In a study published this month, UC Berkeley researchers examined the mysterious abandonment of an ancient Mexican city, analyzing the effect dry weather might have had on the city’s rise and fall.
By using lake sediment to establish a timeline for the region’s climatic events and comparing it to an archaeological timeline for the same area, researchers showed how drought may have contributed to the city of Cantona’s population flux about 1,000 years ago. They found that environmental stresses often interacted with the region’s political forces in nuanced ways.
The study, which involved researchers from universities in Mexico and Germany, was recently published in the Proceedings of the National Academy of Sciences. The paper’s lead author was Tripti Bhattacharya, a UC Berkeley graduate student in the department of geography.
In 2007, a team recovered 12-meter-long cores of sediment from Aljojuca, a lake near Cantona. At its peak, the city was estimated to be home to 90,000 people and was an important center of production for obsidian in a region controlled by powerful city-states. Cantona was abandoned around A.D. 1000, however.
The sediment samples provided a record of 6,200 years of climate history and enabled researchers at UC Berkeley and Lawrence Livermore National Laboratory to extract information about how climate patterns varied on a multidecadal scale.
In one technique, researchers examined the ratio of two isotopes of oxygen — one heavier and one lighter — in the sample. A rise in the prevalence of the heavier isotope meant more evaporation occurred in the lake, indicating drier weather.
They found that from about A.D. 500 to 1150, the region experienced a period of aridity marked by below-average rainfall that was “unprecedented in 4,000 years,” according to Bhattacharya.

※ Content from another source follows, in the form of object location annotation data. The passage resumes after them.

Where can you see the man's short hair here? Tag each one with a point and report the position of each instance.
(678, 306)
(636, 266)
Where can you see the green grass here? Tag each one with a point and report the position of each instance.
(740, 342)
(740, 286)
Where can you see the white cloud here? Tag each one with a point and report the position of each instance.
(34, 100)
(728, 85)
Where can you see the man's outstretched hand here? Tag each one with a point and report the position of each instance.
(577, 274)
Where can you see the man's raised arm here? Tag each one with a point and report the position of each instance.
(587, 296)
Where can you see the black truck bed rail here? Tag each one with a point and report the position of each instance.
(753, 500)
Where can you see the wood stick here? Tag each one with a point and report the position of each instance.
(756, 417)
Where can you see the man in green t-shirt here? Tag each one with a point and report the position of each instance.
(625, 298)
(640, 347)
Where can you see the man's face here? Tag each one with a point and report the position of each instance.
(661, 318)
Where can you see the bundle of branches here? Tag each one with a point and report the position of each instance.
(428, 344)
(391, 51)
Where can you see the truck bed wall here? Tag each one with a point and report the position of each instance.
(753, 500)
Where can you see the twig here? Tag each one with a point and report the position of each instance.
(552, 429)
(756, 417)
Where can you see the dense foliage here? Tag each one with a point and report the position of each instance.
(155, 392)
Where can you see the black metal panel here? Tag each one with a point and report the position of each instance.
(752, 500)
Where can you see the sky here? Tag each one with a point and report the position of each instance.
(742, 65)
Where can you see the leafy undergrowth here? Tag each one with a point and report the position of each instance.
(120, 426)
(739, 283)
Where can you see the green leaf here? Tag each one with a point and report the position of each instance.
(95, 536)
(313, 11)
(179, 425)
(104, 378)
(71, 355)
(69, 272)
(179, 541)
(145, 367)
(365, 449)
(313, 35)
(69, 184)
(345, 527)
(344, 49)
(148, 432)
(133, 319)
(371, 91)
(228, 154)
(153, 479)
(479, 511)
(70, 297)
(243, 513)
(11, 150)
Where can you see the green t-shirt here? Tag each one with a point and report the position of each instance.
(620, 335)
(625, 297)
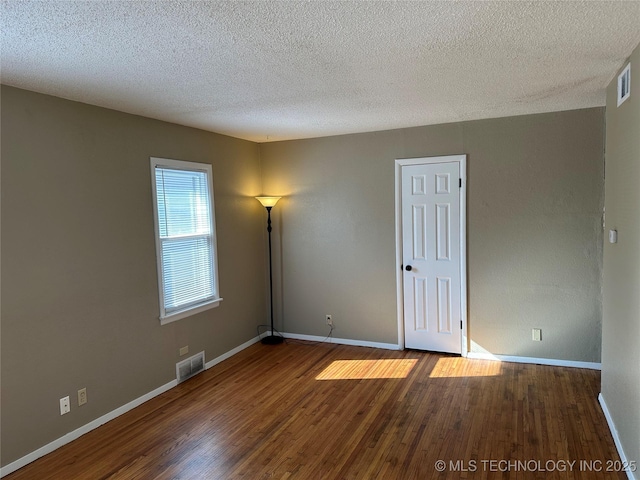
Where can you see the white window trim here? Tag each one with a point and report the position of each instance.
(192, 310)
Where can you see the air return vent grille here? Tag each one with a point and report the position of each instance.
(190, 367)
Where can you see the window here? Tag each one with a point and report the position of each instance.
(185, 238)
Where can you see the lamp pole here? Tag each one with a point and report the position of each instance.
(268, 203)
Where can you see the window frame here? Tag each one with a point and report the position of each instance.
(190, 309)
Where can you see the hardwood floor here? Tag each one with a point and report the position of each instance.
(303, 411)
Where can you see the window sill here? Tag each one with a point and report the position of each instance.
(172, 317)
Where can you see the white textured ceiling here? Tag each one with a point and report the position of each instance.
(267, 70)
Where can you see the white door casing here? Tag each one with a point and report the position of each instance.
(431, 252)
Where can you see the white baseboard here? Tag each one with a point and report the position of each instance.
(69, 437)
(342, 341)
(614, 434)
(541, 361)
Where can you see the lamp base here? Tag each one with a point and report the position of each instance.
(272, 340)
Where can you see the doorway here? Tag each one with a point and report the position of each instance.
(431, 253)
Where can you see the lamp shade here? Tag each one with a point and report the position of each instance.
(268, 201)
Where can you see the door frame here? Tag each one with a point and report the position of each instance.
(402, 162)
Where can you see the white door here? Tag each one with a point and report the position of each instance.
(431, 256)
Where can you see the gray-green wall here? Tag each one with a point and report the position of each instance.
(79, 285)
(534, 220)
(621, 279)
(79, 282)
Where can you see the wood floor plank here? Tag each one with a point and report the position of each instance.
(306, 411)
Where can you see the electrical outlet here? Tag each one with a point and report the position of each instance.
(65, 405)
(82, 396)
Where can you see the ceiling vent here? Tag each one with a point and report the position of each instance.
(624, 84)
(190, 367)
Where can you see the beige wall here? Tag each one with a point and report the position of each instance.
(79, 286)
(535, 197)
(79, 283)
(621, 279)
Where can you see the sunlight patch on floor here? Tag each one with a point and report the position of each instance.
(463, 367)
(367, 369)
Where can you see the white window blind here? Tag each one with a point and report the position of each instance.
(185, 237)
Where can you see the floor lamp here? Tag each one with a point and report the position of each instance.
(268, 203)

The researchers then compared the climatic timeline to the region’s cultural history previously established through archaeological records. They found that around A.D. 700 — a time of intensifying aridity — the city swelled in population. Their paper posits that perhaps Cantona grew in importance even during this dry spell because of migration caused by turmoil, both climatic and political, in nearby areas.
“Human responses to climate are often nonlinear,” Bhattacharya said. “Climatic stress played a role in reorganizing the power dynamics of the time.”

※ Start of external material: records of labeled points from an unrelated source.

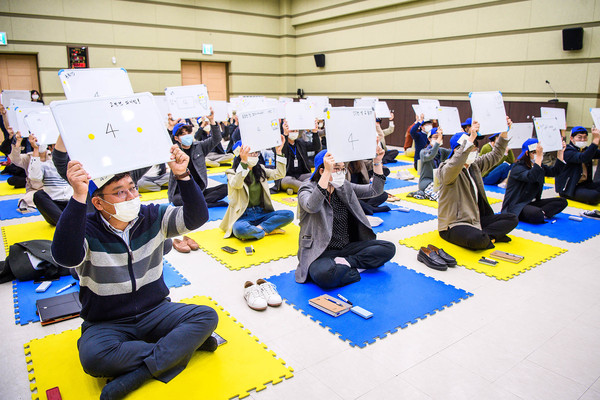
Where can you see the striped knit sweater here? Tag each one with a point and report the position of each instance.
(117, 280)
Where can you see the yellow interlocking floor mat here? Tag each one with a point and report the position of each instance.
(283, 197)
(535, 253)
(431, 203)
(576, 204)
(151, 196)
(29, 231)
(7, 190)
(237, 367)
(267, 249)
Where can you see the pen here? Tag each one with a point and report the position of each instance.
(62, 289)
(345, 299)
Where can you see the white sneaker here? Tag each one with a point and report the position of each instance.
(269, 291)
(254, 296)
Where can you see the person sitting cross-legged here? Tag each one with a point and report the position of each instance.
(131, 331)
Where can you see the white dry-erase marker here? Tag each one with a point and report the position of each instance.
(62, 289)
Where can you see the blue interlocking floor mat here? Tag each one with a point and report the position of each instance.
(394, 294)
(24, 295)
(565, 229)
(399, 219)
(8, 210)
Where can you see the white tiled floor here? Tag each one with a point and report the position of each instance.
(536, 336)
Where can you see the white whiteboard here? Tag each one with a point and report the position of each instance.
(7, 95)
(113, 135)
(382, 110)
(85, 83)
(488, 109)
(220, 108)
(41, 123)
(351, 133)
(548, 134)
(558, 113)
(260, 128)
(519, 133)
(449, 120)
(187, 101)
(299, 116)
(596, 116)
(429, 108)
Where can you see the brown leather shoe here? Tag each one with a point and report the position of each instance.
(191, 243)
(181, 246)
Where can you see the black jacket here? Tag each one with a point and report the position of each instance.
(526, 184)
(567, 180)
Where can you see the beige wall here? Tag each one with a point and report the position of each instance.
(391, 49)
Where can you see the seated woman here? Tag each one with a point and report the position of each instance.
(526, 182)
(575, 180)
(336, 238)
(250, 214)
(498, 174)
(465, 217)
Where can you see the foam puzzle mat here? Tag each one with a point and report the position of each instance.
(398, 219)
(565, 229)
(8, 210)
(7, 190)
(397, 296)
(269, 248)
(431, 203)
(241, 365)
(535, 253)
(25, 296)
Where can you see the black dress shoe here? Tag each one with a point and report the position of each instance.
(450, 261)
(431, 259)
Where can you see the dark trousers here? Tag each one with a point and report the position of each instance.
(164, 338)
(50, 209)
(537, 210)
(494, 226)
(367, 254)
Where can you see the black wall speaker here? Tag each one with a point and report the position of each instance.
(320, 60)
(573, 39)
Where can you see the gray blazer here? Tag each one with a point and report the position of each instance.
(316, 219)
(199, 151)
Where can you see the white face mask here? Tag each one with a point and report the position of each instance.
(252, 161)
(126, 211)
(471, 158)
(338, 179)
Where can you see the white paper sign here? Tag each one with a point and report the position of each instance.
(558, 113)
(519, 133)
(382, 110)
(187, 101)
(84, 83)
(260, 128)
(7, 95)
(41, 123)
(220, 108)
(299, 116)
(548, 134)
(351, 133)
(113, 134)
(488, 110)
(429, 108)
(449, 120)
(596, 116)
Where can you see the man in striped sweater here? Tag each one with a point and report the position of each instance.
(131, 331)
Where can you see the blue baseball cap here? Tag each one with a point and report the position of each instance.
(578, 129)
(319, 161)
(527, 146)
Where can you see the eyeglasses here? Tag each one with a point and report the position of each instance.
(122, 194)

According to Bhattacharya, examining the vulnerability or resilience of past cultures to climatic changes — a task that requires a nuanced understanding of both physical and political geography — can help us grapple with modern questions of how to use our natural resources.

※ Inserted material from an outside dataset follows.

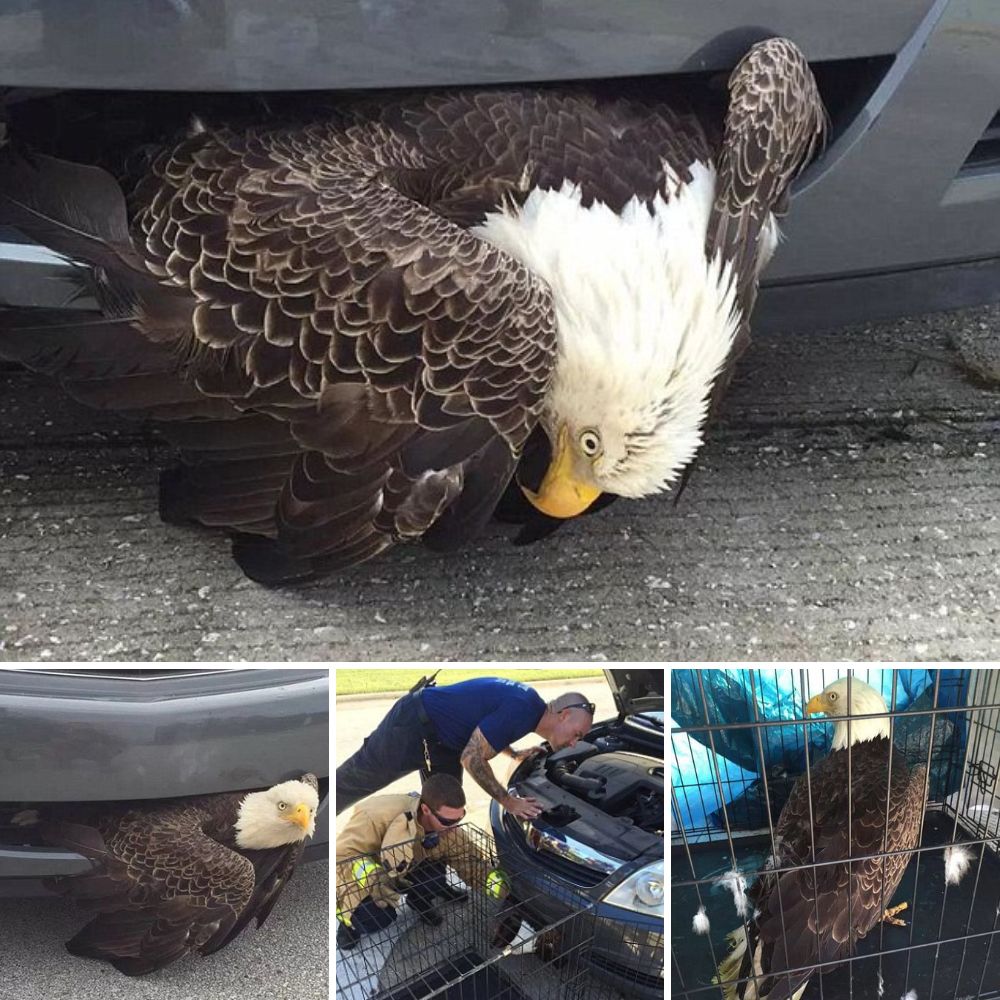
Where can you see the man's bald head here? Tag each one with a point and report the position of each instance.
(566, 719)
(571, 700)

Roger Byrne, a UC Berkeley professor of geology and another author of the study, cautioned against using prehistoric examples as perfect analogs to today’s problems but noted that California’s current drought might induce population shifts.
Though climate change is a pressing challenge that needs to be addressed, looking to the past can help develop a response, according to Sheryl Luzzadder-Beach, a professor of geography at the University of Texas at Austin who did not work on this particular study.
“The past is important because it provides what are essentially case studies for climate extremes,” Bhattacharya said. “Maybe this is a cautionary tale for the present.”